The technology is ready. Are you?

I recently read this excellent post over on The Webinar Blog, considering some of the difficulties involved with the use of Voice over IP (VoIP). I would encourage you to read Ken’s post, and I agree with most of what he says in as much as they’re all real issues, but I can’t help feeling that the root of the problem isn’t being addressed.
None of the issues raised are really about VoIP itself, which is a relatively mature and very usable technology. Internet speeds are continually increasing, and the quality achievable with VoIP is at least as good as a regular telephone.
As is so often the case with technology solutions, the real issue is with the implementation. Too often, the implementation is considered a success once the software has been rolled out across the organisation. In fact this is when the real work should begin.
Employees must be provided with the right equipment; if you want to use VoIP, make sure they have good quality headsets. Ensure that every user knows how to set up and use that equipment. Despite what vendors tell you, none of the tools are so intuitive that people can be expected to use them without some support and training. Invest the time at this point to check that everything technical works, and I do mean everything. Set up a pre-recorded webinar and get every user to log in and make sure they can navigate through it and that their audio and video works. This is a much simpler thing to deal with if you plan for it and ramp up your helpdesk support for the testing period. It’s certainly easier than trying to deal with the issue on an ad-hoc basis once someone is supposed to be taking part in a live session.

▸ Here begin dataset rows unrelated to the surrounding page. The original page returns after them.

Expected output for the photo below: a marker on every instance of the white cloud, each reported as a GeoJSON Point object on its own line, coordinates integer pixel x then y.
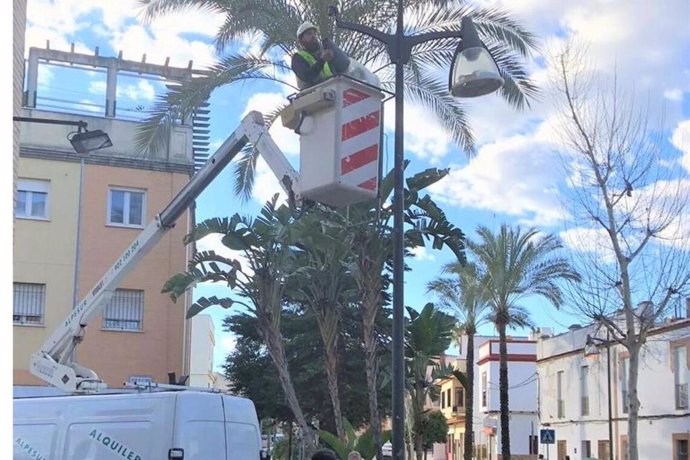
{"type": "Point", "coordinates": [425, 137]}
{"type": "Point", "coordinates": [266, 184]}
{"type": "Point", "coordinates": [60, 20]}
{"type": "Point", "coordinates": [90, 106]}
{"type": "Point", "coordinates": [136, 40]}
{"type": "Point", "coordinates": [142, 90]}
{"type": "Point", "coordinates": [681, 140]}
{"type": "Point", "coordinates": [227, 344]}
{"type": "Point", "coordinates": [422, 254]}
{"type": "Point", "coordinates": [674, 95]}
{"type": "Point", "coordinates": [513, 176]}
{"type": "Point", "coordinates": [97, 87]}
{"type": "Point", "coordinates": [587, 240]}
{"type": "Point", "coordinates": [285, 138]}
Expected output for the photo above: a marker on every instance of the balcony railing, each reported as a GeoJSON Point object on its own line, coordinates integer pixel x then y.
{"type": "Point", "coordinates": [624, 399]}
{"type": "Point", "coordinates": [561, 408]}
{"type": "Point", "coordinates": [681, 396]}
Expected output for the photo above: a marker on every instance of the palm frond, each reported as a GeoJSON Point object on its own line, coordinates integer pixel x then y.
{"type": "Point", "coordinates": [434, 96]}
{"type": "Point", "coordinates": [180, 101]}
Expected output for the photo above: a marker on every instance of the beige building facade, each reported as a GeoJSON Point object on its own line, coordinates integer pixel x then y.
{"type": "Point", "coordinates": [75, 215]}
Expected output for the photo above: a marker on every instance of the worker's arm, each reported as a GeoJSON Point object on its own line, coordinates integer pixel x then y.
{"type": "Point", "coordinates": [309, 74]}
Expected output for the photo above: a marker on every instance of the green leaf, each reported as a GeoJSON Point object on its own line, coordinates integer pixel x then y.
{"type": "Point", "coordinates": [204, 302]}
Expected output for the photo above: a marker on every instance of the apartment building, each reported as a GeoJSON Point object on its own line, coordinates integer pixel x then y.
{"type": "Point", "coordinates": [524, 423]}
{"type": "Point", "coordinates": [574, 392]}
{"type": "Point", "coordinates": [77, 213]}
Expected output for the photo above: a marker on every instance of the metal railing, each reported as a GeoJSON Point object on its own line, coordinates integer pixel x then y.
{"type": "Point", "coordinates": [681, 396]}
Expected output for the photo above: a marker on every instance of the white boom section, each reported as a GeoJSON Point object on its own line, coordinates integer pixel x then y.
{"type": "Point", "coordinates": [53, 362]}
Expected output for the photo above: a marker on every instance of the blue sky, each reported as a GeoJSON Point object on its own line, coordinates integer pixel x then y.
{"type": "Point", "coordinates": [515, 174]}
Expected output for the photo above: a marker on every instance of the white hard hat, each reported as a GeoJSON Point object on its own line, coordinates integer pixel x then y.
{"type": "Point", "coordinates": [304, 27]}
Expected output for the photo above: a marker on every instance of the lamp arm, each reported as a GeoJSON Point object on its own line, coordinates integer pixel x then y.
{"type": "Point", "coordinates": [343, 24]}
{"type": "Point", "coordinates": [428, 36]}
{"type": "Point", "coordinates": [616, 333]}
{"type": "Point", "coordinates": [80, 124]}
{"type": "Point", "coordinates": [377, 34]}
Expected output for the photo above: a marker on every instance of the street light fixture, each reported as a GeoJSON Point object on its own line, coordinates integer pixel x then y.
{"type": "Point", "coordinates": [473, 74]}
{"type": "Point", "coordinates": [591, 352]}
{"type": "Point", "coordinates": [83, 141]}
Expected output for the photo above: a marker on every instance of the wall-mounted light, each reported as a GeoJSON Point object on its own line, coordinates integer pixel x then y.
{"type": "Point", "coordinates": [82, 141]}
{"type": "Point", "coordinates": [88, 141]}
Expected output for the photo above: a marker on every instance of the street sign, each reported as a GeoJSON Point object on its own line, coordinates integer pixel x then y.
{"type": "Point", "coordinates": [547, 436]}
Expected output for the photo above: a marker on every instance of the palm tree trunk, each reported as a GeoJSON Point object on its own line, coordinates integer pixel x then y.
{"type": "Point", "coordinates": [469, 400]}
{"type": "Point", "coordinates": [372, 370]}
{"type": "Point", "coordinates": [419, 414]}
{"type": "Point", "coordinates": [634, 408]}
{"type": "Point", "coordinates": [331, 345]}
{"type": "Point", "coordinates": [503, 389]}
{"type": "Point", "coordinates": [274, 344]}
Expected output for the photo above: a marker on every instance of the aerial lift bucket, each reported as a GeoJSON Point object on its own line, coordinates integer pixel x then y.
{"type": "Point", "coordinates": [340, 124]}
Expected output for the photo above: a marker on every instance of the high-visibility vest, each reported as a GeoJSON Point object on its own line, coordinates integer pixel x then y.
{"type": "Point", "coordinates": [311, 60]}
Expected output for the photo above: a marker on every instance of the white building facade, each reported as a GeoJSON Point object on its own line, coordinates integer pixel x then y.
{"type": "Point", "coordinates": [574, 394]}
{"type": "Point", "coordinates": [203, 343]}
{"type": "Point", "coordinates": [522, 396]}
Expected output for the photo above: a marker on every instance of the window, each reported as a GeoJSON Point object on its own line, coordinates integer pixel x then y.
{"type": "Point", "coordinates": [624, 366]}
{"type": "Point", "coordinates": [681, 376]}
{"type": "Point", "coordinates": [586, 449]}
{"type": "Point", "coordinates": [459, 397]}
{"type": "Point", "coordinates": [584, 390]}
{"type": "Point", "coordinates": [126, 207]}
{"type": "Point", "coordinates": [682, 449]}
{"type": "Point", "coordinates": [140, 380]}
{"type": "Point", "coordinates": [29, 303]}
{"type": "Point", "coordinates": [560, 401]}
{"type": "Point", "coordinates": [32, 199]}
{"type": "Point", "coordinates": [125, 311]}
{"type": "Point", "coordinates": [603, 449]}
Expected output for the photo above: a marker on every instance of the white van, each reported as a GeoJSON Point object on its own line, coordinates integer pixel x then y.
{"type": "Point", "coordinates": [180, 425]}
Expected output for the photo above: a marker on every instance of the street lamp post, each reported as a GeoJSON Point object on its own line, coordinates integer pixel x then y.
{"type": "Point", "coordinates": [591, 352]}
{"type": "Point", "coordinates": [473, 73]}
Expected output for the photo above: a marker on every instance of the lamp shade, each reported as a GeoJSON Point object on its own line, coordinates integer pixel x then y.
{"type": "Point", "coordinates": [474, 72]}
{"type": "Point", "coordinates": [591, 351]}
{"type": "Point", "coordinates": [90, 140]}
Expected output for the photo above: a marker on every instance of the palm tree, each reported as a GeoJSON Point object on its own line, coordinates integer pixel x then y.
{"type": "Point", "coordinates": [323, 284]}
{"type": "Point", "coordinates": [461, 292]}
{"type": "Point", "coordinates": [515, 264]}
{"type": "Point", "coordinates": [371, 254]}
{"type": "Point", "coordinates": [262, 281]}
{"type": "Point", "coordinates": [273, 25]}
{"type": "Point", "coordinates": [428, 335]}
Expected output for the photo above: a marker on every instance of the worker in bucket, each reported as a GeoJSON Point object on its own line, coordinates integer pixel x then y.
{"type": "Point", "coordinates": [316, 60]}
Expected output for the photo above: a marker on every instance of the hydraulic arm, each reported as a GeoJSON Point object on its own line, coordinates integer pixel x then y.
{"type": "Point", "coordinates": [53, 362]}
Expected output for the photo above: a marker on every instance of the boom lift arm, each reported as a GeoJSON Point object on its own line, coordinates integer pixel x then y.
{"type": "Point", "coordinates": [53, 362]}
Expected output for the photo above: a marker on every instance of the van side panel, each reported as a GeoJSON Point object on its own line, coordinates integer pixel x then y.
{"type": "Point", "coordinates": [241, 429]}
{"type": "Point", "coordinates": [129, 440]}
{"type": "Point", "coordinates": [35, 441]}
{"type": "Point", "coordinates": [242, 441]}
{"type": "Point", "coordinates": [94, 427]}
{"type": "Point", "coordinates": [199, 426]}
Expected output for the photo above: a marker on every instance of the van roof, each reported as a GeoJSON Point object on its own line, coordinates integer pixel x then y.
{"type": "Point", "coordinates": [28, 391]}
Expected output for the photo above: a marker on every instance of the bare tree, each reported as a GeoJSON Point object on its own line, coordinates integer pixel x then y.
{"type": "Point", "coordinates": [628, 196]}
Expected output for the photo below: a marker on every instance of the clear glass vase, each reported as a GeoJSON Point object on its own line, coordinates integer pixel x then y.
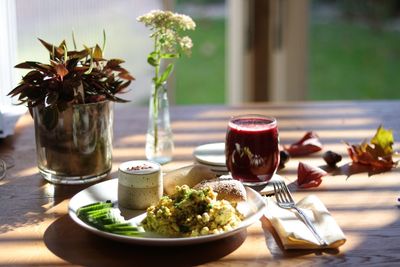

Even with this much better level of implementation, it still pays to have a fallback for every session that is being run. If you’re using VoIP, always make sure there is an alternative conference call number available. When a problem does occur, you don’t want to waste valuable time trying to fix it if you can provide everyone with an alternative.
The tools are there to make communication easier, and they do work. Let’s make sure that we invest the time in making sure our people really have what they need to use the tools effectively.